In by resin with monomer and/or oligomer polymerization preparation, content derived from the structural unit of the monomer with acid-unstable group is generally 10 to 80 moles of %, but this content can be along with the variations such as kind of the kinds of radiation that is used to form pattern exposure, acid-unstable group.
When derived from the structural unit of (methyl) acrylic acid 2-alkyl-2-adamantane radical base ester or (methyl) acrylic acid 1-(1-adamantyl)-1-alkyl-alkyl ester as derived from the structural unit of the monomer that contains acid-unstable group the time, advantageously, the amount of this structural unit that is comprised is 15 moles of % or more of resin entire infrastructure unit, reason is that this resin has firm structure because of having alicyclic group, and the gained photoresist has good anti-dry ecthing.
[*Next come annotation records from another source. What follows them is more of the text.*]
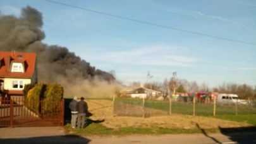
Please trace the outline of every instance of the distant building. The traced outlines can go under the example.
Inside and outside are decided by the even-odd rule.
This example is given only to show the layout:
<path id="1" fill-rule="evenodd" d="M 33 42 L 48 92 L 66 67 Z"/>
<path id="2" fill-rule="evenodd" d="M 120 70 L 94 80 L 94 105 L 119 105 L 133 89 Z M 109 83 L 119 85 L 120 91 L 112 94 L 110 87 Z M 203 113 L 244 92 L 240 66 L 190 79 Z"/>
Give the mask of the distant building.
<path id="1" fill-rule="evenodd" d="M 130 96 L 133 98 L 156 98 L 161 95 L 161 92 L 154 91 L 140 87 L 138 88 L 132 89 L 126 91 L 126 94 Z"/>
<path id="2" fill-rule="evenodd" d="M 36 53 L 0 52 L 1 94 L 22 95 L 25 84 L 37 82 L 36 65 Z"/>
When except that the structural unit derived from the monomer that contains acid-unstable group, when also comprising other structural unit derived from the monomer that contains acid-stablize group, the content of other structural unit is preferably 20 to 90 moles of % based on resin entire infrastructure unit.
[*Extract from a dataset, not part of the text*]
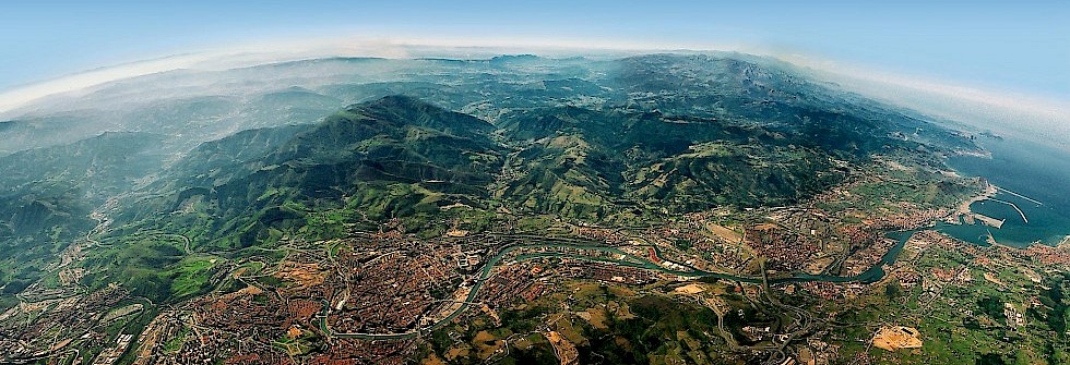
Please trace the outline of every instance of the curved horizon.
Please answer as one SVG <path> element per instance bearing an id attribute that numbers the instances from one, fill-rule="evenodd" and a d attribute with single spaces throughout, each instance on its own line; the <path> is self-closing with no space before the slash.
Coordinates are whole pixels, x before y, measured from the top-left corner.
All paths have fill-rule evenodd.
<path id="1" fill-rule="evenodd" d="M 133 62 L 97 68 L 80 73 L 24 85 L 0 92 L 0 117 L 16 118 L 32 112 L 37 104 L 63 96 L 76 96 L 93 88 L 139 76 L 177 70 L 229 70 L 288 61 L 331 57 L 378 57 L 413 59 L 445 57 L 479 59 L 497 54 L 533 53 L 540 57 L 617 56 L 651 52 L 736 52 L 772 58 L 811 71 L 823 81 L 836 82 L 846 89 L 887 102 L 913 108 L 937 117 L 974 125 L 1000 124 L 1006 119 L 1024 120 L 1027 130 L 1055 131 L 1058 141 L 1070 141 L 1070 100 L 1038 95 L 1013 94 L 984 89 L 939 80 L 895 74 L 864 65 L 822 59 L 816 56 L 780 54 L 758 47 L 738 46 L 735 49 L 716 46 L 662 45 L 641 42 L 583 42 L 546 40 L 472 40 L 429 38 L 341 38 L 316 41 L 253 42 L 197 52 L 178 53 Z M 474 52 L 477 50 L 478 52 Z M 463 51 L 463 52 L 462 52 Z M 889 89 L 892 88 L 892 89 Z M 919 106 L 917 96 L 924 93 L 942 99 L 939 105 Z M 931 101 L 931 100 L 930 100 Z M 977 112 L 977 108 L 983 113 Z M 984 119 L 977 121 L 977 119 Z M 972 122 L 972 123 L 971 123 Z M 978 123 L 979 122 L 979 123 Z M 989 125 L 990 126 L 990 125 Z"/>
When the alicyclic compound with olefinic double bond and aliphatics unsaturated dicarboxylic acid anhydride was used as copolymerizable monomer, they were preferably by excessive use, and reason is that they may be not easy to polymerization.
In addition, can be used in combination and have identical olefinic double bond but have the monomer of different types of acid-unstable group or have identical acid-unstable group but have the monomer of different types of olefinic double bond, perhaps have the monomer of acid-unstable group and olefinic double bond various combination.
In the method for the invention, the organic solvent that uses in polyreaction selects preferably to make that the multipolymer of monomer or oligomer, polymerization initiator and gained all can both be wherein dissolved.The example of such organic solvent (for example comprises hydrocarbon (for example, toluene etc.), ethers, 1,4-dioxane, tetrahydrofuran etc.), ketone (for example, methyl isobutyl ketone etc.), alcohols (for example, isopropyl alcohol etc.), lactone (for example, gamma-butyrolacton etc.), propylene glycol monomethyl ether, ethyl lactate etc.These solvents can use independently or use with wherein two or more potpourri.
Temperature of reaction in the methods of the invention is generally 0 to 150 ℃, is preferably 40 to 100 ℃.
Method of the present invention can be used under the situation without any concrete restriction.Hereinafter, method of the present invention will make an explanation with reference to free radical polymerization, and described in the present invention free radical polymerization is preferred polymerization processes.Yet the present invention is not restricted to this polymerization.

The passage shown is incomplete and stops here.